L'emergenza rifiuti e l'abusivismo edilizio sono i due nodi cruciali di una «questione ambientale» che in Sicilia ha assunto «dimensioni preoccupanti». È l'allarme lanciato, all'inaugurazione dell'anno giudiziario, dal procuratore regionale Giuseppe Aloisio. La gestione del ciclo dei rifiuti, ha detto, ha privilegiato l'utilizzo delle discariche rispetto alla raccolta differenziata. Ciò ha determinato un aggravio dei costi ma soprattutto un danno ambientale con lo sversamento di sostanze inquinanti nelle falde acquifere e il conferimento in discarica di rifiuti speciali. La Procura presso la Corte dei conti ha avviato numerose istruttorie per il mancato rispetto delle prescrizioni per il trattamento del percolato (è il caso della discarica di Bellolampo) e per il mancato raggiungimento degli obiettivi di una gestione corretta. Le difficoltà sono anche causate dall'assenza di un piano organico dei rifiuti. Altra emergenza ambientale è quella dell'abusivismo edilizio che avrebbe rivelato uno «stretto legame tra ciclo illegale del cemento e organizzazioni criminali». Molti comuni (75 su 82 in provincia di Palermo) inoltre non hanno fatto pagare alcun canone ai proprietari condannati in sede penale. «È stato così causato - ha concluso Aloisio - un rilevante danno erariale». 
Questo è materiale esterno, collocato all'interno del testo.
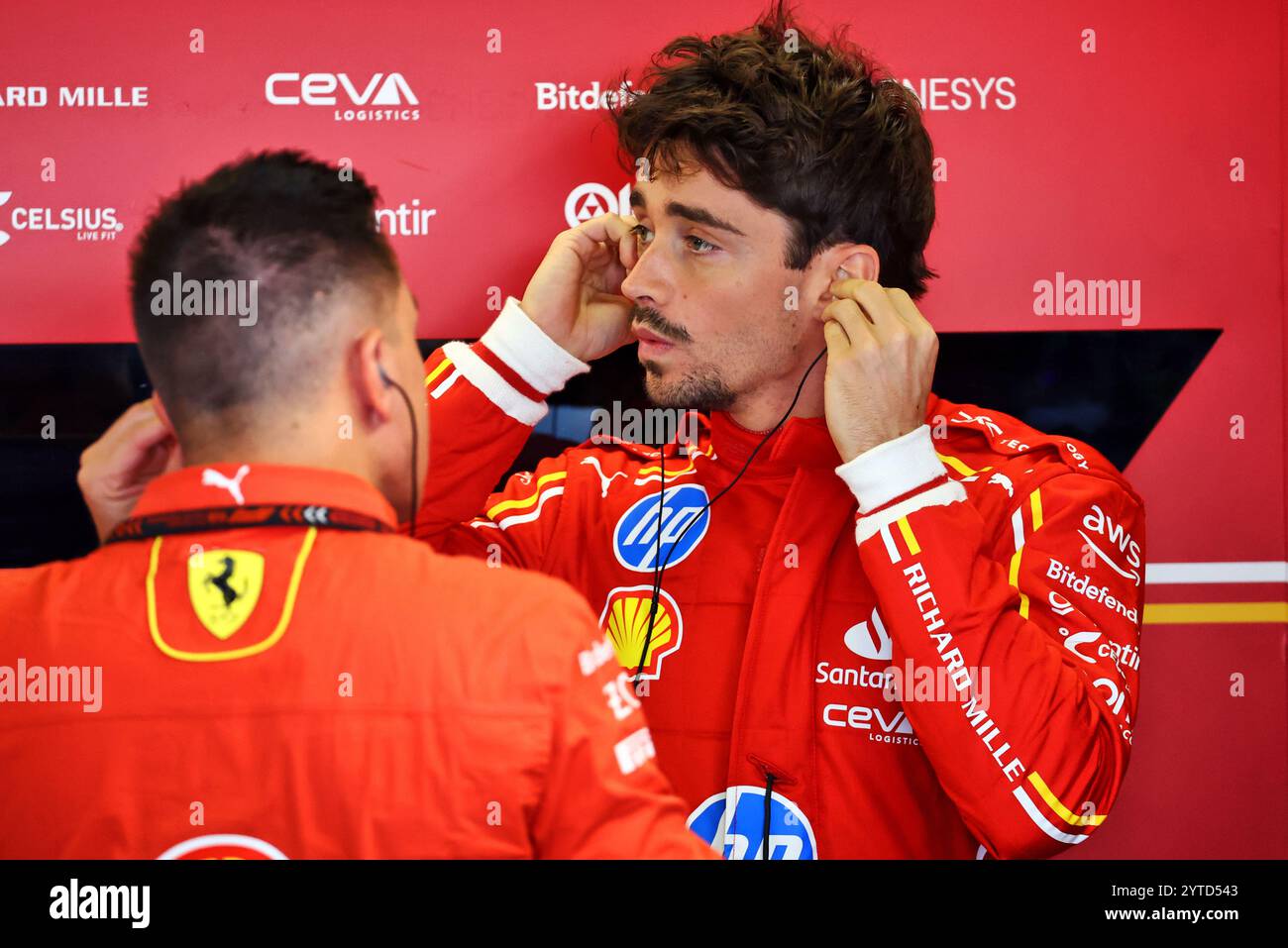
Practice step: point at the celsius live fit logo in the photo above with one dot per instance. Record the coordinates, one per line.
(88, 223)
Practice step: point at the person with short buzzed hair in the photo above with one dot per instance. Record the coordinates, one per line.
(275, 670)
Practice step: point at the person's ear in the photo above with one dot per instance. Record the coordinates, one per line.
(372, 382)
(854, 262)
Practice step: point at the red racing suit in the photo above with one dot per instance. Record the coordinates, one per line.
(930, 651)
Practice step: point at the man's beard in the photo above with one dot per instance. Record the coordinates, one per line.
(703, 390)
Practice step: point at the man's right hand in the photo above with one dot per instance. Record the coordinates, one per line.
(117, 467)
(575, 296)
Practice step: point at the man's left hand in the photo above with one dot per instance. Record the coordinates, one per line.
(880, 363)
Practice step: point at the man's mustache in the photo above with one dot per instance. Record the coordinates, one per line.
(655, 321)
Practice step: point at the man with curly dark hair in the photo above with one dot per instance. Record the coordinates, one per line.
(884, 640)
(864, 621)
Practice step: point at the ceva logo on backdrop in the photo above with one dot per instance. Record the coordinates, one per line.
(381, 98)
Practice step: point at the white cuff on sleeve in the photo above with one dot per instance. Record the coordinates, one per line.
(524, 347)
(883, 473)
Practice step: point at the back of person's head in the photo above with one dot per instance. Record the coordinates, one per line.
(266, 300)
(803, 125)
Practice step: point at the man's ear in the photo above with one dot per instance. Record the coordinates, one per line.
(370, 389)
(853, 262)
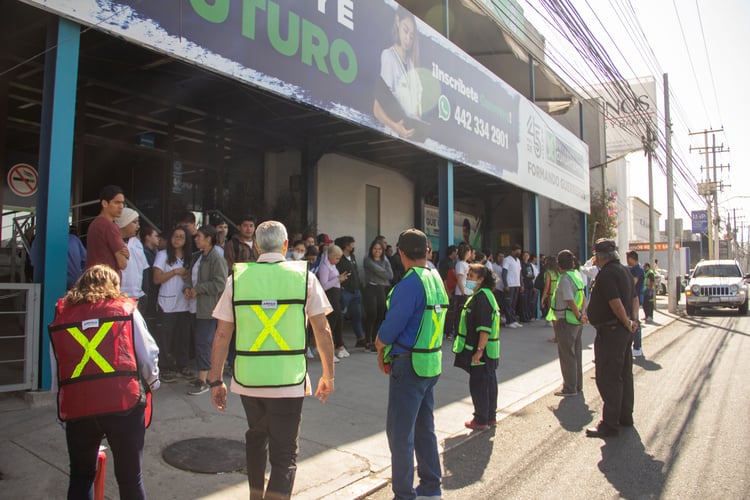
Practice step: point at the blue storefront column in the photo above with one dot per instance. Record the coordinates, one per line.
(445, 206)
(55, 172)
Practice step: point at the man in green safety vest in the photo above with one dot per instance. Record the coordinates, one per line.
(568, 305)
(409, 349)
(270, 302)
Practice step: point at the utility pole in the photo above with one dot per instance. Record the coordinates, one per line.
(710, 189)
(673, 272)
(649, 145)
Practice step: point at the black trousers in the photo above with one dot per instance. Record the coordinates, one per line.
(335, 319)
(125, 435)
(272, 434)
(483, 389)
(614, 373)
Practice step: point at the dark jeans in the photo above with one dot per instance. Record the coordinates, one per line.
(511, 301)
(174, 340)
(125, 435)
(569, 350)
(648, 303)
(410, 428)
(352, 303)
(483, 389)
(614, 373)
(374, 302)
(204, 339)
(273, 434)
(335, 319)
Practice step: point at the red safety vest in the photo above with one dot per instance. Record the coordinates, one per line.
(97, 369)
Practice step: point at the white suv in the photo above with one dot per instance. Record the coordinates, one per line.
(717, 283)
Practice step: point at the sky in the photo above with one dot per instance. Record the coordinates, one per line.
(708, 78)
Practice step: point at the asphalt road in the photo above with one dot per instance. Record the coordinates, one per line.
(691, 437)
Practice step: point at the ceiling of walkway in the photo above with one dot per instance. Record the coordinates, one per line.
(125, 91)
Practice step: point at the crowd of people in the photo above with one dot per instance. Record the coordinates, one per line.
(212, 307)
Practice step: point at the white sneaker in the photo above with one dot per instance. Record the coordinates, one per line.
(342, 352)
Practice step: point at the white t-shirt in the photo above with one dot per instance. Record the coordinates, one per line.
(498, 270)
(513, 266)
(317, 303)
(462, 270)
(171, 297)
(132, 275)
(403, 80)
TROPPI INCARICHI E CONSULENZE 


C'è un ricorso eccessivo, e spesso immotivato, alle consulenze e agli incarichi esterni nella pubblica amministrazione in Sicilia. Lo ha segnalato, all'inaugurazione dell'anno giudiziario della Corte dei conti, il procuratore regionale Giuseppe Aloisio. È duplice il danno causato da queste scelte: da un lato una «ingente lesività dell'erario» e dall'altro la mancata valorizzazione di professionalità interne. Le istruttorie avviate dalla Procura nel 2015 sono state 67. Tra le più significative quella che riguarda dieci aziende sanitarie e ospedaliere che, pur avendo un ufficio legale, hanno speso milioni per conferire a avvocati esterni un «numero elevatissimo di incarichi di rappresentanza e difesa». Due sole eccezioni: le Asp di Enna e Palermo sono un «esempio di corretta gestione». L'Asp di Palermo è anche quella che meglio di tutte le altre ha applicato criteri di oculatezza nella gestione degli appalti e così è riuscita a realizzare consistenti risparmi poi reinvestiti nell'acquisto di attrezzature moderne.